O mundo assiste a uma explosão das “megacidades”, aquelas que, segundo a Organização das Nações Unidas (ONU), designam aglomerados urbanos com população igual ou superior a 10 milhões de habitantes. Enquanto até 1970 apenas Nova York e Tóquio se enquadravam nessa definição, em 2011 o número de megacidades saltou para 23: 13 na Ásia, quatro na América Latina (Cidade do México, São Paulo, Rio de Janeiro e Buenos Aires), duas na África e apenas duas na Europa e duas na América do Norte.

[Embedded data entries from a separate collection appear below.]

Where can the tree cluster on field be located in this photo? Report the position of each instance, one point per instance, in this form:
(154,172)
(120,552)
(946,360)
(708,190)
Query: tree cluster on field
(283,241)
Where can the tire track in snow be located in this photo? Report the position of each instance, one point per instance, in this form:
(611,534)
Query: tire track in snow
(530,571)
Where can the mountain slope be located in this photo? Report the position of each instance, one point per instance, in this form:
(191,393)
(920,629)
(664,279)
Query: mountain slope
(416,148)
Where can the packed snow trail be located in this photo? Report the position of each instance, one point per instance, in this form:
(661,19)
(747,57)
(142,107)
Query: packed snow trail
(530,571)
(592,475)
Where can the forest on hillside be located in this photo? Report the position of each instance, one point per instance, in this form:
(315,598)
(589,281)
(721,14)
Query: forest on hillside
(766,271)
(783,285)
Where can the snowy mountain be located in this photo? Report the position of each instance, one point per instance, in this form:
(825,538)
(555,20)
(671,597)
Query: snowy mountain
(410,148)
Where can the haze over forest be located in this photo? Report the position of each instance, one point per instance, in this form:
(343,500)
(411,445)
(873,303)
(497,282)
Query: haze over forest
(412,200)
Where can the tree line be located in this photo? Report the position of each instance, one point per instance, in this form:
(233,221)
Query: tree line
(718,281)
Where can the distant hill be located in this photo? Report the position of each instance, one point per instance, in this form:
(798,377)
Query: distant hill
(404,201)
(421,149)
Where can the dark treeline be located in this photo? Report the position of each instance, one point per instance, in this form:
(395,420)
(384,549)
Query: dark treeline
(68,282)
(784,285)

Esse conjunto de 23 megacidades abriga atualmente cerca de 10% da população mundial. Em 2025, serão 37 megacidades e 13,6% da população mundial. Trata-se de um crescimento extraordinário, em que o número de habitantes das megacidades aumentou dez vezes entre 1970 e 2011, e que deve, ainda segundo a ONU, quase dobrar até 2025.

Diante deste cenário é fato que a mobilidade urbana tornou-se um dos principais desafios das grandes cidades não só no Brasil, mas no mundo. Trata-se de um tema amplo, que vai muito além dos debates sobre o trânsito. Essa discussão envolve questões referentes à história da ocupação dos territórios, ao crescimento econômico e social do país e suas escolhas e políticas públicas. O impacto é direto na qualidade de vida dos cidadãos.

Todas essas questões têm incentivado, cada vez mais, governos, empresas e cidadãos a pensar em novas formas de agir. Mas, para concretizar estas ações, é preciso experimentar e testar modelos mais sustentáveis. Para Marcelo Furtado, diretor do Instituto Arapyaú de Educação e Desenvolvimento Sustentável, é justamente nesse campo, da inovação social, que a área de investimento social privado pode contribuir e muito.

A questão da mobilidade vai dialogar transversalmente com tudo o que já lidamos, como a saúde, por conta da contaminação do ar, com a preservação ambiental, devido às emissões de gases e o planejamento urbano, em decorrência do uso do espaço. Isso tudo dialoga com os dilemas atuais. Se pensarmos no Brasil de 2050, vamos ter de falar de um transporte público e de massa que seja feito de modo ambientalmente correto, socialmente justo e eficiente do ponto de vista econômico. Ou seja, há muito espaço para a tecnologia e a inovação social. E neste campo de experimentação o ISP poderia desempenhar um papel muito importante”, acredita.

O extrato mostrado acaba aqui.